杉山さんが被災したのは29歳の時。名古屋での大空襲でだった。戦争中、日本全国で150ヶ所もの都市が空襲を受けたそうで、そのうち戦災傷害者は48万人と言われる。しかし、先進国(という言い方を日本にするのはもはや躊躇われるのだが)のなかでただ日本だけが空襲の被害者に補償をしていないという。国家との雇用関係がなかったから(→国家総動員法で国民を軍需工場に駆り出していたので、この否定は成り立たない)、内地は戦場ではない(→東京大空襲で10万人の人が殺された。どんな戦場で10万人が殺されるというのか)という理由により、日本だけが補償を行っていない。

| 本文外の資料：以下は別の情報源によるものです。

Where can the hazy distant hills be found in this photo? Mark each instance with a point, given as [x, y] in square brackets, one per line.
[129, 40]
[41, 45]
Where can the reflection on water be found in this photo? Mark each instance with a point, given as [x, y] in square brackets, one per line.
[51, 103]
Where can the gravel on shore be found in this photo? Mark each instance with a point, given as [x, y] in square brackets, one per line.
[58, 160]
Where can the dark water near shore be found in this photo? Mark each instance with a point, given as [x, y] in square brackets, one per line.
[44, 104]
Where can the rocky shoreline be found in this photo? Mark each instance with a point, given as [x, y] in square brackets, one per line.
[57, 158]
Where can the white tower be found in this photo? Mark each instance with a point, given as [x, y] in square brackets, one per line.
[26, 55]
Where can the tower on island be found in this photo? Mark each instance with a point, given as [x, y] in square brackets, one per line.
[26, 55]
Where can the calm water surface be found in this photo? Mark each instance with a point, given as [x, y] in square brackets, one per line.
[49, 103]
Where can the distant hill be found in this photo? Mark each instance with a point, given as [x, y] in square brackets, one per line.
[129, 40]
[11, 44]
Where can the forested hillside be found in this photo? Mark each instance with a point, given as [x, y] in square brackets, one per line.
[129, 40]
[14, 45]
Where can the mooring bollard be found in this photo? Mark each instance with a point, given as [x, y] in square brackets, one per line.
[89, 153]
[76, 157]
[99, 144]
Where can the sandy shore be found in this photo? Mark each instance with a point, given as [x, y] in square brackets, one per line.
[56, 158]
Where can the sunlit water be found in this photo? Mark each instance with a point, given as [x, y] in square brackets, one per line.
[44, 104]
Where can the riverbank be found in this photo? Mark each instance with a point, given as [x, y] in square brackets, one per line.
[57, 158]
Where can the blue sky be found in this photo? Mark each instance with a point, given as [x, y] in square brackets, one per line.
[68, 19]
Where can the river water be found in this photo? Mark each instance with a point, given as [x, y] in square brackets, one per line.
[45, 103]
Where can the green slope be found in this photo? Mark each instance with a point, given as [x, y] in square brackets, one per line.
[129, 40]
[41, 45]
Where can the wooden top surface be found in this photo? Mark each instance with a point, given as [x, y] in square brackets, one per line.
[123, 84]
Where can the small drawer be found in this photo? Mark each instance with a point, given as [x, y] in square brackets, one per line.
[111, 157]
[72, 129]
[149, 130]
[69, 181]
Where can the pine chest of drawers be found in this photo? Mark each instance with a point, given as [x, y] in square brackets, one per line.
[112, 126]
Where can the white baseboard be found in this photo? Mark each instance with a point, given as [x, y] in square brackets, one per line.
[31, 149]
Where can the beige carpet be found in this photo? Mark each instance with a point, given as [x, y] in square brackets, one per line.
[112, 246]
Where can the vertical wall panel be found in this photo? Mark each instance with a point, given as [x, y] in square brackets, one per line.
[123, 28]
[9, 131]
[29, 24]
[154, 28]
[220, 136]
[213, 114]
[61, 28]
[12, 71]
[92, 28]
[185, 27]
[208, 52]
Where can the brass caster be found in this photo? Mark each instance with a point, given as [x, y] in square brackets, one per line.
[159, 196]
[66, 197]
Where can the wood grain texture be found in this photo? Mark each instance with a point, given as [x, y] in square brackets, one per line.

杉山さんはこの映画の30年前、国家による補償を求めて立ち上がり、全国戦災傷害者連絡会を立ち上げて、その会長となって活動を始めた。いまさら金の問題だけではないのだ。国が認めないというそれだけのことで、差別につながる、人としての名誉のために。
「
おみすてになるのですか」でもパワフルに動き回っていた杉山さんだが、ここではまた挫折も味わっている。いつまでも認めようとしない国家に先に倒れる仲間たち、諦めてしまう人びと、自分だけのためでなく同じ戦災傷害者のために戦っているのに心ない言葉をぶつけられることもあったろう。悔し泣きをもらす杉山さん。「自分が倒れたら、誰も後は継いでくれない」と断言する杉山さん。
杉山さんをそこまで動かすのは何なのだろうと思った。杉山さんはクリスチャンで、傷を負った時に「信仰に助けられた」と言っている。けれどそれは戦い、怒りへの原動力とは思えない。確かにクリスチャンとして祈るシーンもあるけれど、そこまで宗教的なものは感じさせないからだ(十字架下げてるわけでもないし)。自分たちが死ぬのを待っているのだろうと言う国家への怒り、人びとの理解のない蔑視への怒り、「死ぬのを待つのならまだ生きてやろう」と言う、それだけでは説明しきれない何かが、90歳になった杉山さんを支えているのだとしたら、それは戦いの途半ばで倒れた鈴木さん夫妻(杉山さんが片腕とも頼んだ元副会長。肝臓癌で死去)がいつも側にいると言うように、それこそ、絵空事のような亡くなった仲間、同志が杉山さんを支え、戦いに駆り出しているのかもしれない。
「
おみすてになるのですか」で書き忘れたんだけど、わしが子どもの頃って、いわゆる傷痍軍人が乞食のように物乞いしている姿をお祭りなんかでよく見た。失った手足をことさら目立つようにして道ばたに座っているのを見て、うちの両親は決して金を恵んだりしなかったものだが、あの人たちは軍属だから、金をもらっているわけだと知った。国家から金をもらっているのに、なお、ああしてわしらに金を無心する姿を、うちの両親は浅ましいと思っていたのではないかと思う。確認してないけど。逆に国家から一銭の金ももらっていない(ケロイドの治療をするのにも国は「美容整形だ」と称して金を渡さないそうである)戦災傷害者の方々のそういう姿は見た記憶がない。その違いはどこから来るのだろうなぁと思う。